Download Command¶
The wpextract download command downloads the content of a site using the REST API.
Command Usage¶
TARGET- The base path of the WordPress installation, e.g. "https://example.org/"
OUT_JSON- Directory to output the downloaded JSON to. It must be an existing empty directory or a non-existent directory which will be created.
- optional arguments
--media-dest- Path to a directory to download media files to, skipped if not supplied
--json-prefix JSON_PREFIX- Prefix to add to output file names, e.g. supplying 20240101-example will output posts to
out_dir/20240101-example-posts.json
skip data
--skip-type [categories|media|pages|posts|tags|users]- Don't download the provided types. All others will be downloaded, default is to download all.
authentication
--proxy PROXY- Proxy server for requests
--auth AUTH- HTTP Basic credentials for requests (format
username:password) --cookies COOKIES- Cookies for requests (format
cookie1=foo; cookie2=bar)
request behaviour
--timeout TIMEOUT- Timeout for request in seconds (default: 30)
--wait WAIT- Time to wait between requests in seconds. Does not affect retries. (default: 0)
--random-wait- Randomly varies the time between requests to between 0.5 and 1.5 times the number of seconds set by --wait
--max-retries MAX_RETRIES- Maximum number of retries before giving up (default: 10)
--backoff-factor BACKOFF_FACTOR- Factor to apply delaying retries. Default will sleep for 0.0, 0.2, 0.4, 0.8,… (default: 0.1)
--max-redirects MAX_REDIRECTS- Maximum number of redirects before giving up (default: 20)
--user-agent USER_AGENT- User agent to use for requests. Default is a recent version of Chrome on Linux (see
requestsession.DEFAULT_UA)
logging
--log FILE,-l FILE- File to log to, will suppress stdout.

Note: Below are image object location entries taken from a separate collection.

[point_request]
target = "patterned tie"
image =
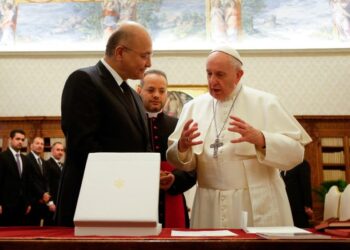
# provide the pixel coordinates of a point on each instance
(40, 165)
(19, 166)
(60, 165)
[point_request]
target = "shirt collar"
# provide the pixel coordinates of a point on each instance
(13, 151)
(114, 73)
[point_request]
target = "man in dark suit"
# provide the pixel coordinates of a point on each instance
(172, 204)
(55, 165)
(101, 113)
(298, 186)
(15, 181)
(43, 206)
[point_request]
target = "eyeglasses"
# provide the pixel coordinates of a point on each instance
(143, 56)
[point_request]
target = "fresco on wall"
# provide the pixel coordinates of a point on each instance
(175, 24)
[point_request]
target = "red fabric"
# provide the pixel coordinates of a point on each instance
(68, 233)
(174, 205)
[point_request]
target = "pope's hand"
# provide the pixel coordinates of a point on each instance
(189, 133)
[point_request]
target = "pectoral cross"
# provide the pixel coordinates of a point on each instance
(216, 146)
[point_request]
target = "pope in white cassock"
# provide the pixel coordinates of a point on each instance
(237, 139)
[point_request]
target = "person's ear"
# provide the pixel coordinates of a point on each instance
(119, 51)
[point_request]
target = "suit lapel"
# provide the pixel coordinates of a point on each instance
(13, 163)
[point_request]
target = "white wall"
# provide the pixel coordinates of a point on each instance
(309, 82)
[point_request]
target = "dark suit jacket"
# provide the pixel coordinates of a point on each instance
(298, 186)
(40, 186)
(41, 180)
(15, 194)
(160, 129)
(95, 118)
(54, 177)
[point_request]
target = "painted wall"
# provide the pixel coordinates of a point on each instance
(308, 82)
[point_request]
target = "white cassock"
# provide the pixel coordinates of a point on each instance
(241, 178)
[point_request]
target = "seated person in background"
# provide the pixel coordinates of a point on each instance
(43, 206)
(55, 164)
(15, 182)
(237, 139)
(172, 203)
(298, 186)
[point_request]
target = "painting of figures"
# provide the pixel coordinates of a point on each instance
(176, 24)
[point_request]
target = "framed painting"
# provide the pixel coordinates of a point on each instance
(56, 25)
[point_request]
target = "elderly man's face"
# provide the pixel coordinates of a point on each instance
(222, 75)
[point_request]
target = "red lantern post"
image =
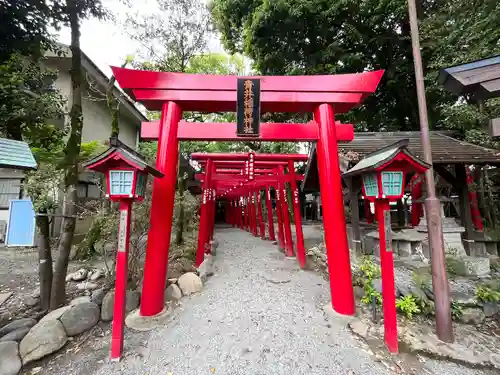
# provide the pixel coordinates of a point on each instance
(126, 176)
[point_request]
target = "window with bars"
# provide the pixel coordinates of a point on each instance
(121, 182)
(392, 183)
(371, 185)
(10, 188)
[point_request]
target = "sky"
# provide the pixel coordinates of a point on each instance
(105, 42)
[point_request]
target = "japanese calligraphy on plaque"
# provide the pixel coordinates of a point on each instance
(248, 108)
(387, 227)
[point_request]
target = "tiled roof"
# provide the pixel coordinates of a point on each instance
(445, 149)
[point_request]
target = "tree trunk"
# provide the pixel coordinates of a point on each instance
(72, 151)
(44, 260)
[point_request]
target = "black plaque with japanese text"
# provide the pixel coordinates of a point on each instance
(248, 108)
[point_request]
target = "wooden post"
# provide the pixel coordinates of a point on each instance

--verbose,-v- Increase log level to include debug logs
Download Process¶
For each enabled data type (categories, media, pages, posts, tags, users; all by default), the command will use the REST API to download the data. The API is paginated and the command will show a progress bar for each page of data.
Endpoints¶
To produce each file, the following list endpoints are used:
| File Name | Endpoint |
|---|---|
categories.json |
/wp/v2/categories |
comments.json |
/wp/v2/comments |
media.json |
/wp/v2/media |
pages.json |
/wp/v2/pages |
posts.json |
/wp/v2/posts |
tags.json |
/wp/v2/tags |
users.json |
/wp/v2/users |
Bot Protection and Considerate Scraping¶
It's unlikely this will trigger bot protection mechanisms for the following reasons:
- it is accessing intended API endpoints, which are likely to have lower levels of bot protection
- it has been configured to use a browser user agent
The following measures are taken to be considerate to the server:
- a backoff factor is applied to retries
We would also suggest enabling the following options, with consideration for how they will affect the download speed:
--waitto space out requests--random-waitto vary the time between requests to avoid patterns
You may also wish to consider:
- The reputation of the IP used to make requests. IPs in ranges belonging to common VPS providers, e.g. DigitalOcean or AWS, may be more likely to be rate limited.
--user-agentto set a custom user agent. The default is a recent version of Chrome on Linux, but this may become outdated. If using authentication, this may need to match the user agent of the browser used to log in.
Error Handling¶
If an HTTP error occurs, the command will retry the request up to --max-retries times, with the backoff set by --backoff-factor. If the maximum number of retries is reached, the command will output the error, stop collecting the given data type, and start collecting the following data type. This is because it's presumed that if a given page is non-functional, the following one will be too.
To ensure the integrity of the scrape, it is suggested to check the logs for errors afterwards.
There is currently no mechanism to resume interrupted downloads.